Foto: APA / Roland Schlager

STANDARD: Die Generation Y ist mit vielen Etiketten und Klischees behaftet - tatsächliches, anhaltendes Engagement für den Job wird ihnen gern abgesprochen ... wie erleben Sie die Jungen?

Uher: Ich sehe extrem viele junge Engagierte mit tollen Lebensläufen. Damit meine ich nicht nur die internationalen Ausbildungen, sondern eine große Vielfalt im Engagement. Das ist mir auch wichtig, darauf schaue ich - von den Pfadfindern über die Hochschülerschaft bis zu karitativem Engagement. Da gibt es mehr als genug Junge, die das alles machen.
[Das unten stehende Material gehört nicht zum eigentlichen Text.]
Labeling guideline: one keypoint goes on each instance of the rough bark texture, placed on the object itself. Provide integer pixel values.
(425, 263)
Ich glaube nicht, dass das Engagement dieser Generation geringer ist als jenes der Leute vor 20 Jahren.

STANDARD: Und die Arbeitsmoral? Anders? Schlechter? Rebellischer?
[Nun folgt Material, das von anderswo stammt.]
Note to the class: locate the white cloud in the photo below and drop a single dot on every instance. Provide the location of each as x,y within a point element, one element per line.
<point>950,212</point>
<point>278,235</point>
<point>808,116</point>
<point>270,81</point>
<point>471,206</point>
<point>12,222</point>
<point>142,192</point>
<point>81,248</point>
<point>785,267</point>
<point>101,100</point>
Uher: Ich halte diese Generation der ab 1980 Geborenen für zu wenig rebellisch im Sinne von Systeme angehen und Systeme verändern. Am Beispiel des Vorschlags von AMS-Chef Johannes Kopf, wonach Jüngere weniger und Ältere mehr Pensionsbeiträge zahlen sollten, frage ich mich, warum so etwas nicht die 20-, 30-Jährigen verlangen. Wo melden sich die zu Wort in einem System, von dem sie wirklich ausgeräumt werden? Aber um zu uns als Bank zu kommen: Das, was wir brauchen, um für unsere Kunden relevant zu sein, nämlich Beratung, die Kunden bei ihren Bedürfnissen abholt, das passt extrem gut mit den Wünschen und Fähigkeiten der Generation Y zusammen.

STANDARD: Auch was die Sinnstiftung im Job angeht.

Uher: Ja sicher, das ist ein Hauptpunkt. Denn Spaß in der Arbeit zu haben und Sinn zu sehen, das ist ja nicht unbedingt dasselbe.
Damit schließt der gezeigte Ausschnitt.